Either the client asks the server which algorithms are supported, and it chooses one, or it lets the server default apply as follows,
- rather than a single default, the server is configured with a list of supported algorithms sorted in order of preference
- the client tells the server which algorithms it supports
- the server tells the client which algorithm to set (the first in the list that the client supports) in requesting an import process.
comment:16 Changed 11 years ago by Josh Moore <josh@…>
(In [5813fdb75dff3cd32efe2ec7893a0f200966a931/ome.git] on branch develop) Merge pull request #1031 from bpindelski/chksm-setting
Set checksum algorithm for import using bin/omero (see #10338)
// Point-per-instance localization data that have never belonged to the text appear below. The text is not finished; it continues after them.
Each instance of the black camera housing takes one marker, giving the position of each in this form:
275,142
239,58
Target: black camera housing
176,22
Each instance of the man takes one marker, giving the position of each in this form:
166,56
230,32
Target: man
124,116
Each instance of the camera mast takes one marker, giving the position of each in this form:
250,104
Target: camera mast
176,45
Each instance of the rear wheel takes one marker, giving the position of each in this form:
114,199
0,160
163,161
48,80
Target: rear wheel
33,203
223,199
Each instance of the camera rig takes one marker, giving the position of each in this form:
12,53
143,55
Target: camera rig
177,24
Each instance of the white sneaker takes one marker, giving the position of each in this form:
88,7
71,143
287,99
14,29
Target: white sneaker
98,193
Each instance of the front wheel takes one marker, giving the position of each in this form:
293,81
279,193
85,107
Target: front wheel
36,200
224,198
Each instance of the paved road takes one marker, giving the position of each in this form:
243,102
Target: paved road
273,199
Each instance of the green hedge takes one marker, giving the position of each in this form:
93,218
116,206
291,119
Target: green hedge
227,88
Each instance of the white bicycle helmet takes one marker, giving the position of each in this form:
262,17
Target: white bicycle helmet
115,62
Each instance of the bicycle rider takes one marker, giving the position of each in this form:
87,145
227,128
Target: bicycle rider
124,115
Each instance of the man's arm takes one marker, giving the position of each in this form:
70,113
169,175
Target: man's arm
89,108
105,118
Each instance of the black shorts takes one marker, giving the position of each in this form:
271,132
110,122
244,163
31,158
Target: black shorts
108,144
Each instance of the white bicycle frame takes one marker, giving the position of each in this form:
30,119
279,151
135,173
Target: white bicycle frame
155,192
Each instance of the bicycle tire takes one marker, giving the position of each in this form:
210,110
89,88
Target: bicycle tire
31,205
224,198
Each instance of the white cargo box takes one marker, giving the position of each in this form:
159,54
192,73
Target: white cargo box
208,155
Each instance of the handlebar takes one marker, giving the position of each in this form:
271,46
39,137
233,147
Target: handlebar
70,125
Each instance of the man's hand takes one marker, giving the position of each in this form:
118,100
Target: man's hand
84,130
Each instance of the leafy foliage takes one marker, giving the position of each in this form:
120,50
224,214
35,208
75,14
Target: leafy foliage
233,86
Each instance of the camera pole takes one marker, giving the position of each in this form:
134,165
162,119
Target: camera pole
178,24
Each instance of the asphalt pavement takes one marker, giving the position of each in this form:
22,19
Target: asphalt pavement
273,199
comment:17 Changed 11 years ago by jburel
I am still not convinced that the users will be able to understand which algorithm to choice.
- Having it configurable in the server yes,
- returning the algo used.
- Displaying how strong the algo is: maybe
- Letting the user select: probably not
comment:18 Changed 11 years ago by jamoore
- Sprint changed from FS Demo 3 to FS Demo 4
Moving to next FS milestone.
comment:19 Changed 11 years ago by mtbcarroll
For when the server default algorithm is changed and clients are happy to accept the server default, some test plan should check where file uploads still result in non-default SHA1 being used.
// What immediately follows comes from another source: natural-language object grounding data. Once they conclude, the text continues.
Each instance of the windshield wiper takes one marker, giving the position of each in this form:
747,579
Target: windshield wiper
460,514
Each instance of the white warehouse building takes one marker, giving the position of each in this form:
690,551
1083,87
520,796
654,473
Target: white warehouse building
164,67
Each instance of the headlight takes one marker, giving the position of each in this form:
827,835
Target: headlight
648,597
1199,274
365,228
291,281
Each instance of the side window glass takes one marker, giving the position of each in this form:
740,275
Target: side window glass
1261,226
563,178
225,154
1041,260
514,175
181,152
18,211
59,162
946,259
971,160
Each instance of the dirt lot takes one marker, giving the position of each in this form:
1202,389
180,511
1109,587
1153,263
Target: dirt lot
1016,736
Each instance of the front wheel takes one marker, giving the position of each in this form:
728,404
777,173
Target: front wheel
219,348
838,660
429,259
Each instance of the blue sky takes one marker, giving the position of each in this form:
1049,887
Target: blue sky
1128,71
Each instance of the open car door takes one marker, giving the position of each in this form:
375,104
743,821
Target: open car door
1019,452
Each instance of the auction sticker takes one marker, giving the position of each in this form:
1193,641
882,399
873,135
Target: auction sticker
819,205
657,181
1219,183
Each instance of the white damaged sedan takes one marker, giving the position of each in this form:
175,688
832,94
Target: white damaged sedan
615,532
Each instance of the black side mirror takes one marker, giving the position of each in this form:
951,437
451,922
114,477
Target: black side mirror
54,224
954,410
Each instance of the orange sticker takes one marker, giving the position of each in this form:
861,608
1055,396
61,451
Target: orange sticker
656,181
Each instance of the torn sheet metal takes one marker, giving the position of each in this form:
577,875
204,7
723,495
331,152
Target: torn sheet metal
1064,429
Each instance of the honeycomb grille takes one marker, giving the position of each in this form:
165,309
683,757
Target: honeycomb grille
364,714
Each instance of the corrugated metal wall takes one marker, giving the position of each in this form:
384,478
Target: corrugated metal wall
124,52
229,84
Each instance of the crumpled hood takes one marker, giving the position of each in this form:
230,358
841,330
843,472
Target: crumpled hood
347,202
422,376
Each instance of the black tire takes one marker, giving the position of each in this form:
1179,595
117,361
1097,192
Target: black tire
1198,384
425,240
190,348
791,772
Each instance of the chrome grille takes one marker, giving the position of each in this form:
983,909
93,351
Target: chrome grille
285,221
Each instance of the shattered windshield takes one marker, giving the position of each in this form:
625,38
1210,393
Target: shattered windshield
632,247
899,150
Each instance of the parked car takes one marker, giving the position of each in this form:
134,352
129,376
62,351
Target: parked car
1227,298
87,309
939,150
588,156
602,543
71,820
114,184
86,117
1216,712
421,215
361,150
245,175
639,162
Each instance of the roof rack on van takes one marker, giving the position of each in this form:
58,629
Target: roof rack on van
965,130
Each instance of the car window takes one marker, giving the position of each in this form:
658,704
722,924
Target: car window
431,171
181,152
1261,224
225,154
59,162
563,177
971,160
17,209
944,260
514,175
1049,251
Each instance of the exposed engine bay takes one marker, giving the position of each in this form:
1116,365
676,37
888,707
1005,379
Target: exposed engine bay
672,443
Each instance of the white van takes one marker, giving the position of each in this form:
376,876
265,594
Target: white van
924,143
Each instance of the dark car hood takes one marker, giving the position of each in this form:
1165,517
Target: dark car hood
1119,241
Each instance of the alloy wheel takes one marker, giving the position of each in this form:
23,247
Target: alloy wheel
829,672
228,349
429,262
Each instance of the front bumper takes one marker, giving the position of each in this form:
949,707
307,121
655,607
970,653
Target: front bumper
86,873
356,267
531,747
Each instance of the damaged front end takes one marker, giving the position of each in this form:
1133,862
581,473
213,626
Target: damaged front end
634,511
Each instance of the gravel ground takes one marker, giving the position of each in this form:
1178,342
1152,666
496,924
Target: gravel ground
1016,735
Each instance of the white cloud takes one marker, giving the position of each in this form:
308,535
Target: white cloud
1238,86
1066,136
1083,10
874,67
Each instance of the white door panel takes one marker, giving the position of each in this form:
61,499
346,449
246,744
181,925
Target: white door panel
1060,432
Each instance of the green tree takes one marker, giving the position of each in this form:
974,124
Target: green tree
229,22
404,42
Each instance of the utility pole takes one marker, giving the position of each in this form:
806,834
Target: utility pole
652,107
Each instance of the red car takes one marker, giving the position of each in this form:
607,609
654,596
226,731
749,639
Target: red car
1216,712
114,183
comment:20 Changed 11 years ago by jburel
Is this still something we wish to pursue for demo 4.x, Great to have but I see that more like a long term goal
Moving it out of 4.x
comment:21 Changed 11 years ago by jburel
- Sprint FS demo 4.x deleted
comment:22 Changed 11 years ago by bpindelski
Looking at the comments in this ticket, I don't think we have a clear strategy on how to move forward with the checksum work. If I understand correctly, the only thing left to do would be to look at implementing the "different checksum per file type" scenario, and that's not a trivial task. I'd say there are more pressing matters, but happy to hear other opinions.
comment:23 Changed 11 years ago by mtbcarroll
One "left to do" thing would plausibly be comment 15; Josh has recently been doing some refactoring that might interact with it.
comment:24 follow-up: ↓ 25 Changed 11 years ago by mtbcarroll
I don't know if Josh's refactoring affected this; I don't mind owning comment 15 factored out into a new ticket.
comment:25 in reply to: ↑ 24 Changed 11 years ago by bpindelski
Replying to mtbcarroll:
I don't know if Josh's refactoring affected this; I don't mind owning comment 15 factored out into a new ticket.
If you're ok with creating an extra ticket and associating it with the story, please do. I'm happy to also route some resources back to looking at checksums.
comment:26 Changed 11 years ago by mtbcarroll
comment:27 Changed 11 years ago by jamoore
- Resolution set to fixed
- Sprint set to FS demo 4.4
- Status changed from new to closed
- Version set to 5.0.0-beta1
I don't see any reason not to. Thanks all.
Blazej, I'm going to be slightly more optimistic and say this isn't a bug but a new feature! :) Also moving out of the demo 2 sprint. Haven't created a demo 3 sprint, but likely we can move it there, no?